RAGFlow
Also known as: RAGFlow engine, infiniflow/ragflow
RAGFlow is maintained by Infiniflow and had accumulated over 70,000 GitHub stars by early 2026. The core problem it solves: most RAG setups fail on messy real-world documents. Standard chunking (splitting a document into fixed-size text blocks) loses context when it cuts across tables, diagrams, or dense structured layouts. RAGFlow uses document-structure-aware parsing that preserves the meaning of tables, scanned pages, slides, and complex formatted files before chunking, resulting in better retrieval accuracy and fewer hallucinated answers.
Beyond document parsing, RAGFlow ships a full visual workflow editor for building agent pipelines, hybrid retrieval that combines vector search (semantic similarity) with BM25 (keyword matching) and custom re-ranking, and built-in citation tracing so every answer can be traced back to the source passage. It also integrates with MCP servers and external tools, making it usable as the knowledge retrieval layer inside a larger multi-agent system, not just a standalone chat-with-documents product.

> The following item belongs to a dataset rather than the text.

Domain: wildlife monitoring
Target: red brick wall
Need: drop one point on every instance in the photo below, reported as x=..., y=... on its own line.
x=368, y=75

For builders, RAGFlow is most relevant when the use case is enterprise knowledge bases, internal document Q&A, compliance-sensitive retrieval, or any context where grounded, verifiable answers matter more than fluent generation. It's self-hostable via Docker, which matters for teams with data sovereignty requirements. In March 2026, Infiniflow also released an official RAGFlow skill for OpenClaw, making it accessible as a plug-in knowledge layer for personal AI agent setups.